Because the cells are alive throughout the entirety of the sorting process, Masaeli said that the sorting can enrich a specific subpopulation of interest for clonal expansion or sequencing. The company has presented results on the identification of non-small-cell lung carcinoma (NSCLC) cells from a whole blood suspension, where over a 10,000 fold enrichment of the NSCLC was seen following sorting. Additionally, the transcriptomes of sorted cells and non-sorted cells were compared and found to be highly correlated – showing that the sorting process did not significantly change mRNA composition.

Because the Deepcell platform relies on deep neural nets as the ultimate cell classifier, Masaeli said that the model learns continuously from the images that are collected. Currently, the platform has around 1.5 billion images. Many of these images are annotated, where cellular identity, functionality, or other interesting characteristics (eg. do the cells come from a breast cancer patient versus a healthy patient?) are labeled to help the model learn.

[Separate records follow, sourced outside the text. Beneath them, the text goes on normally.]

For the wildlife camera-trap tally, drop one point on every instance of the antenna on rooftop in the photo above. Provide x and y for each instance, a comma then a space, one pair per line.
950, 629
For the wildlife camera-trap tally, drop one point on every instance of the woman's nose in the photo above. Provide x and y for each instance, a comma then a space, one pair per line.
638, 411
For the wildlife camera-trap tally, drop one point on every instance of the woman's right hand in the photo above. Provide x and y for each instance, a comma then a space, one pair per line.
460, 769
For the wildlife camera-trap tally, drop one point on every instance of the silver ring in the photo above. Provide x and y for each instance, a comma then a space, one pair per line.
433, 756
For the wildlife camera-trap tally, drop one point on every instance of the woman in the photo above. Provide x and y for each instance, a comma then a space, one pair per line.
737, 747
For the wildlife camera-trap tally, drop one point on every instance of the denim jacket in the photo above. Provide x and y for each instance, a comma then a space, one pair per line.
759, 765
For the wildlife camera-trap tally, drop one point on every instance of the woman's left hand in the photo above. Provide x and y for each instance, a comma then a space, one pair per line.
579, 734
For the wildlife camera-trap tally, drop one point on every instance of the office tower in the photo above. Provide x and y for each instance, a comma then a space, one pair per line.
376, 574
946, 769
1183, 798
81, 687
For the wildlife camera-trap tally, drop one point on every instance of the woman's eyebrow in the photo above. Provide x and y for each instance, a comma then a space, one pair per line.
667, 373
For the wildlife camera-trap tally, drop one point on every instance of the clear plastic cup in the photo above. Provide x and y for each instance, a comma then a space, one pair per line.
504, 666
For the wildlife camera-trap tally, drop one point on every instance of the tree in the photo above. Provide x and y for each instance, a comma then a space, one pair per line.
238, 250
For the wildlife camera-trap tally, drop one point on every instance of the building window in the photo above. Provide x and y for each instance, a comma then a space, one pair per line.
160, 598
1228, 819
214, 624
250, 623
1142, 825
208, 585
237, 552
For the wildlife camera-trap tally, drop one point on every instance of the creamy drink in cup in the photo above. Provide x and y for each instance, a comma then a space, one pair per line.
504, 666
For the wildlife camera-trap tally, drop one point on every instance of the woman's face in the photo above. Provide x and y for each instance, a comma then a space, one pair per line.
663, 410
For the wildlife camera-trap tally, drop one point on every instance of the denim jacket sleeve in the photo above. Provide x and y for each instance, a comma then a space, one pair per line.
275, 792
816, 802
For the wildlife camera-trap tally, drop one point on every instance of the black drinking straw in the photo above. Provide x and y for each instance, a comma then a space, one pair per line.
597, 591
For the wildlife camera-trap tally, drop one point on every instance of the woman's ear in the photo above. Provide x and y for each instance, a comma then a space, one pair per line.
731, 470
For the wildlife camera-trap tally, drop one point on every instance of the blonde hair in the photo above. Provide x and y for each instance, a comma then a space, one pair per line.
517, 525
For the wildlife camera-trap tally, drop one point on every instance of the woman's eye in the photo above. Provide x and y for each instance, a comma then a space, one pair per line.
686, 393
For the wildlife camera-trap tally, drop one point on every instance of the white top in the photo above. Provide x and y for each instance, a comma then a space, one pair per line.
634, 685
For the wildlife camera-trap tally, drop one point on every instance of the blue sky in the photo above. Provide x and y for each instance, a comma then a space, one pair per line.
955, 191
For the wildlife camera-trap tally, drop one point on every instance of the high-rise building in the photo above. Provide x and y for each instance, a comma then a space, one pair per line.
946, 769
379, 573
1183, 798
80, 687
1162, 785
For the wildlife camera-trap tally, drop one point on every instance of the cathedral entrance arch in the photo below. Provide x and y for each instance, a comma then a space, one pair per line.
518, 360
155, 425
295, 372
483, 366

As with any artificial intelligence model, there are risks in introducing bias, lack of data diversity, and batch effect. To combat these potential problems, Masaeli explained that each sample is run across multiple systems and cartridges. Additionally, she said, similarly classified samples are collected from different sources to increase sample diversity. Batch effects are corrected for through a combination of standardized sample processing since the data from Deepcell sorting is derived from identical instruments and downstream data processing.

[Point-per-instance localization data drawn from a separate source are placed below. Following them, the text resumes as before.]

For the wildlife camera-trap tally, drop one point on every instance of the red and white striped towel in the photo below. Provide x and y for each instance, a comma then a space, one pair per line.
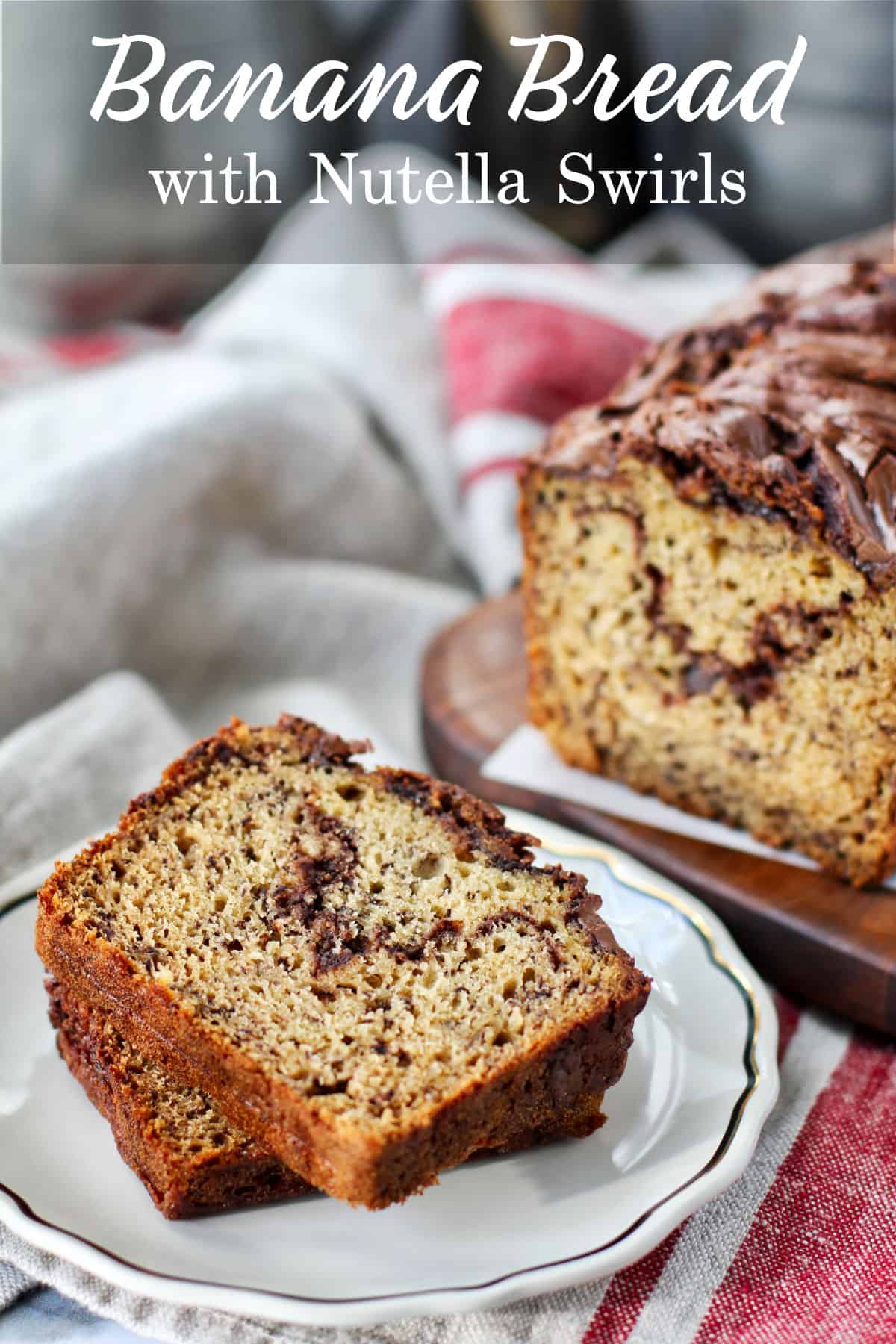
803, 1248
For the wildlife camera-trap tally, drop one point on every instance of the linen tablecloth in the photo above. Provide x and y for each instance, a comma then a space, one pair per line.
276, 510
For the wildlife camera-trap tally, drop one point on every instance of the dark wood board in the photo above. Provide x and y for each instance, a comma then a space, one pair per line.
810, 936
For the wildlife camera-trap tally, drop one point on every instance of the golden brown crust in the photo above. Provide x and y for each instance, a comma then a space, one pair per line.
181, 1183
652, 745
359, 1166
220, 1169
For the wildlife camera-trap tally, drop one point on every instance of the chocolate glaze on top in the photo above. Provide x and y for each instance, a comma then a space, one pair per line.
782, 405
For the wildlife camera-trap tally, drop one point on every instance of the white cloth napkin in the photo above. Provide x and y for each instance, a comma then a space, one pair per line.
261, 514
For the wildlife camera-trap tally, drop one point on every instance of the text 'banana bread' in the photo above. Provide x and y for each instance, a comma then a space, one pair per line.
363, 971
711, 569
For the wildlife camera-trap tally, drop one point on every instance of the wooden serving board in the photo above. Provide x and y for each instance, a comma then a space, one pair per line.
810, 936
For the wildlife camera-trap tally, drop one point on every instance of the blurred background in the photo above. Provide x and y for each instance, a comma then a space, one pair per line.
75, 193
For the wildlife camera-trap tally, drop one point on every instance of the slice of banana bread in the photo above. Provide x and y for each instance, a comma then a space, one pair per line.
711, 569
364, 971
187, 1155
184, 1149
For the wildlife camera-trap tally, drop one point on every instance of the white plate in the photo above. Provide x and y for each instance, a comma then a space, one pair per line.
682, 1124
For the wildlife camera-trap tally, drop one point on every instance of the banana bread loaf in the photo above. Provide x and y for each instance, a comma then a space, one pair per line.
711, 567
363, 971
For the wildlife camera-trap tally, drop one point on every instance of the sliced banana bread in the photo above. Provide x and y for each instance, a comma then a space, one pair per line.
711, 567
364, 971
187, 1155
184, 1149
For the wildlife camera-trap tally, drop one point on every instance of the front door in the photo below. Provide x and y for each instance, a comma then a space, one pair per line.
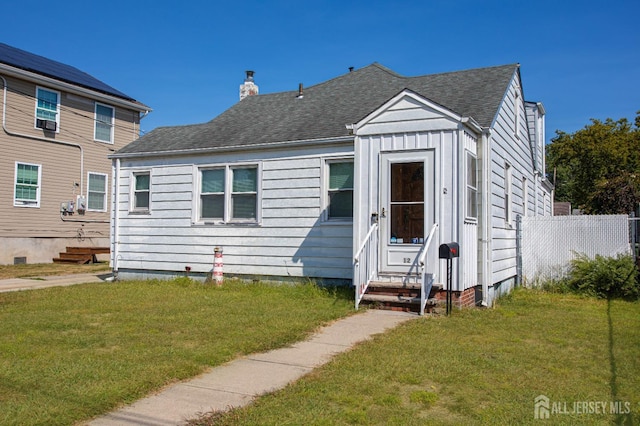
406, 210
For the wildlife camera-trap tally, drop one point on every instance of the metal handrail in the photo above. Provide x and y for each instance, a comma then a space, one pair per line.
369, 247
356, 258
426, 290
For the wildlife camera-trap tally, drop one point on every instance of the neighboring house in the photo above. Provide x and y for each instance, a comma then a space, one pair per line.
298, 184
58, 125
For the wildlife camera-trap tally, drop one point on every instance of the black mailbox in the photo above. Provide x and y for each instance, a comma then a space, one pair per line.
449, 250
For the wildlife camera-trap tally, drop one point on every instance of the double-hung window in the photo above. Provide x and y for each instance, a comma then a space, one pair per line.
141, 191
47, 106
97, 192
340, 190
104, 123
472, 187
27, 185
229, 194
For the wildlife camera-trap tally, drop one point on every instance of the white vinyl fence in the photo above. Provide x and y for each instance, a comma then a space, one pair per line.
547, 244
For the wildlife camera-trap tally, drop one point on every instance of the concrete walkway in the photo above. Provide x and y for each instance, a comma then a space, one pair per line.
238, 382
18, 284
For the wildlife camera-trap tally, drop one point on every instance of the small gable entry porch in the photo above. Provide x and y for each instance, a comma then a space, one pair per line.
416, 174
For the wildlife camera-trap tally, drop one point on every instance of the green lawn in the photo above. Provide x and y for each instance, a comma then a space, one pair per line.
476, 367
70, 353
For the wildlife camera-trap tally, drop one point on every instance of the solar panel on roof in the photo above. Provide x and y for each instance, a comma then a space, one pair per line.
39, 64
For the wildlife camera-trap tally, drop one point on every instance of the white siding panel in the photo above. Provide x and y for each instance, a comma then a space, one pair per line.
291, 240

“Lastly, the way that we finally check whether our models are accurate or whether we have somehow biased them is that we can take the cells the model identified as target cells and do biological validation,” Masaeli said. “That’s what we do rigorously on a regular basis.” Biological validation, in this case, can be sequencing the cells sorted by the platform (for example, T cells) to ensure that they are, in fact, the cells of interest.

Looking forward, Masaeli noted the multitude of academic collaborations that the company is undertaking with researchers at Stanford, the University of California at Los Angeles, and the University of Zurich – studying melanoma microenvironments or malignant cancer cells.

Deepcell is also working with the Tabula Sapiens project – a human cell atlas project funded by the Chan Zuckerberg Initiative that sequences (at the single-cell level) organs from human subjects. During the early stages of Deepcell’s founding, Masaeli was excited by this project as a means to get more information about single cells.

“It has been super exciting for us to really visualize the amount of heterogeneity in biological samples,” she said. “They [the Tabula Sapiens Project] have been excited to add a new analyte, add new insights, to understand samples. It’s come full circle, because we weren’t really considering seriously, back then, to become part of this huge endeavor. And here we are.”